It doesn’t feel to me like love lives in twinkling eyes or thigh gaps, in peach emoji posteriors or bronzed, unaged skin.
It seems to me like love lives in a double chin that protrudes when she looks down at her cell phone to check in with her faux world.
It seems to me like love lives in his breath after it’s been laden with whiskey—cotton-mouthed and heavy.
It’s her giraffe-like gait, like she’d studied the species and copied the way it awkwardly trundles through existence.
That is where the heart has to open for the long run of it, if there is to be a long run at all.
And I worry. I worry we’ve never been further away from admiring that her left breast is bigger than the right, but only slightly. From treasuring those centimeters of differential breast tissue as evidence of a real life lived, of another person moving through space, and conflict, and cellular growth and decay.
In every generation there is an instruction on the normative standard of beauty and behavior, but has it ever been so downright addictive?

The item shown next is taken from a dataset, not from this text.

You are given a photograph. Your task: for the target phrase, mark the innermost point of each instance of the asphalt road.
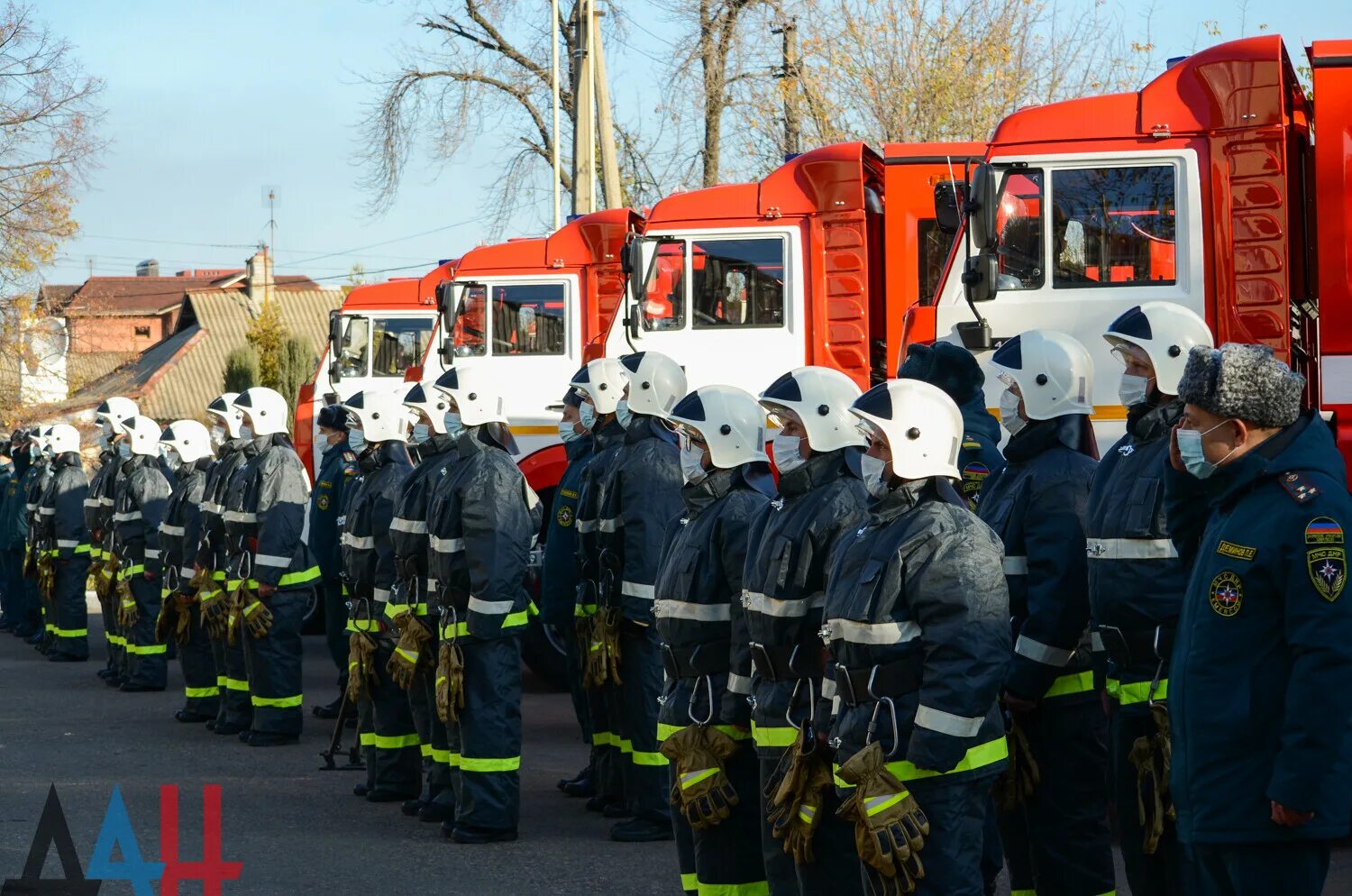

I have sat and scrolled for hours too. I have found hits of bliss in an unending highway of female bodies of my preference, juxtaposed by beaches both near and far. I have sought transcendence from the mundane as I watched old lovers, friends, and strangers hand over their micro validations of my identity in the form of tiny digital hearts.
But where do I go for my heart to open? For the long run of it?
And how much worse if you plan to live by the bounty of your creative expression? For now not only does the ego rise and fall by the stroke of the digital herd, grazing and chewing its cud of approval across the globe, but your bank account with it.
When we have all become influencers, who is left to be influenced?
It doesn’t seem to me that love lives in branding.
It seems to me like love lives in the sweat stains of your partner’s crumpled dress shirt after a long day and the goopy makeup tears of an uncomfortable interaction. It lives in the 103-degree fever Tylenol delivery. In the I-can-barely-leave-my-bed commiseration. In the “maybe I can’t change this, just not yet, or today.”
That seems to me a house worth building, for whatever love might really be.